Illegal immigrants use blood feuds as cover stories
Illegal emigrants from Albania use articles from newspapers back home to show that back home they are unsafe as victims of blood feuds.
Posted on December 22nd, 2009
By Artan Bizhga, Tirana and Lezha, Albania
What they do not say is that the articles have been ordered by them and are either distorted or false, serving only to convince immigration judges to give them political asylum in the host country.
Many such cases occur with emigrants in Belgium and the United Kingdom.
Much has been talked about the still surviving vendetta tradition of Albania, which carry the exotic name of the Code of Lek, and have been mythologized as medieval laws surviving modernity.
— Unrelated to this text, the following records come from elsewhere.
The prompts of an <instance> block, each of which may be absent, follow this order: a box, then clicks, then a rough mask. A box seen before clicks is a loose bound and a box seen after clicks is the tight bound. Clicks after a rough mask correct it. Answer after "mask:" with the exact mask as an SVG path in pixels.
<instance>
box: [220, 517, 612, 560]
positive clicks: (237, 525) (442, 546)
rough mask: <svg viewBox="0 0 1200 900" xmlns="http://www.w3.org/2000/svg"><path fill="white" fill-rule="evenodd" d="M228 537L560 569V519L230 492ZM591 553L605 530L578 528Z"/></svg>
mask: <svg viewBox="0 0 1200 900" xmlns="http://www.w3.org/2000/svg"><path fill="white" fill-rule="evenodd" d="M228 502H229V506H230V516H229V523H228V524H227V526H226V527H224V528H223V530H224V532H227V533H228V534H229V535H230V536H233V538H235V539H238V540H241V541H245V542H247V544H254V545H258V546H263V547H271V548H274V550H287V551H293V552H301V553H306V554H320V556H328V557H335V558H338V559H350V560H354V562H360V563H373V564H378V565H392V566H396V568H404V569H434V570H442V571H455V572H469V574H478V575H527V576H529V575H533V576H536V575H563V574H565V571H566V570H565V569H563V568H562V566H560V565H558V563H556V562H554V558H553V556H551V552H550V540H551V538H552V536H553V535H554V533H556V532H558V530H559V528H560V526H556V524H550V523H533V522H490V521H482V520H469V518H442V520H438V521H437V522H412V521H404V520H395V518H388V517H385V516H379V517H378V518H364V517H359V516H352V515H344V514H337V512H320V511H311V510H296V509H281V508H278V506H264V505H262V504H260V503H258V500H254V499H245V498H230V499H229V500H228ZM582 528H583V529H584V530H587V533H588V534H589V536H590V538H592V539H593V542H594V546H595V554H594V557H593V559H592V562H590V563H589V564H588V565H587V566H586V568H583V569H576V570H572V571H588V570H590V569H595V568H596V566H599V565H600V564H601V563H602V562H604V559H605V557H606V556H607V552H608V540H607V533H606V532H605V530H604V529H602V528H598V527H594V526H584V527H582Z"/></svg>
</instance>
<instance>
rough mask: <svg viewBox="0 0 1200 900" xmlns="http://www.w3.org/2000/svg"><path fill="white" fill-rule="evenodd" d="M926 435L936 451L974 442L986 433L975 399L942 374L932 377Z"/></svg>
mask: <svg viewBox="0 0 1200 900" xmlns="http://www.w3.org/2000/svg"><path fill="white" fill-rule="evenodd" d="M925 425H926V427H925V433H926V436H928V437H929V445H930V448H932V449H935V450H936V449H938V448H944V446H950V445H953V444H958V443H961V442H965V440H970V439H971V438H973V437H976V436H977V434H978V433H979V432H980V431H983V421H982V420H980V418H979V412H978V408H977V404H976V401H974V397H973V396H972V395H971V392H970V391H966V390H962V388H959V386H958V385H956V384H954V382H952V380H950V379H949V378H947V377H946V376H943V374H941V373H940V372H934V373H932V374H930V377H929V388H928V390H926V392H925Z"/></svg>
But the handling of blood feuds, which reemerged in Albania with the collapse of Communism in the early 90s, has been tricky . The organization that deals with it has been stricken by problems. A former chairman of one of them left the country for Canada suspected of having wheedled its funds, another was murdered in the mid-90s. Those two committees, too, assign certificates of ‘blood feuds’ to those who request them, used in western courts where Albanians seek political asylum.
The publication of false stories has turned into a system. One newspaper does this regularly, while others may do it occasionally. Sentences that could save your case: “The police and negotiating groups find it impossible to intervene in such a grave conflict.”
This article was published in Tirana-based newspaper Zeri i Popullit on August 5 2009.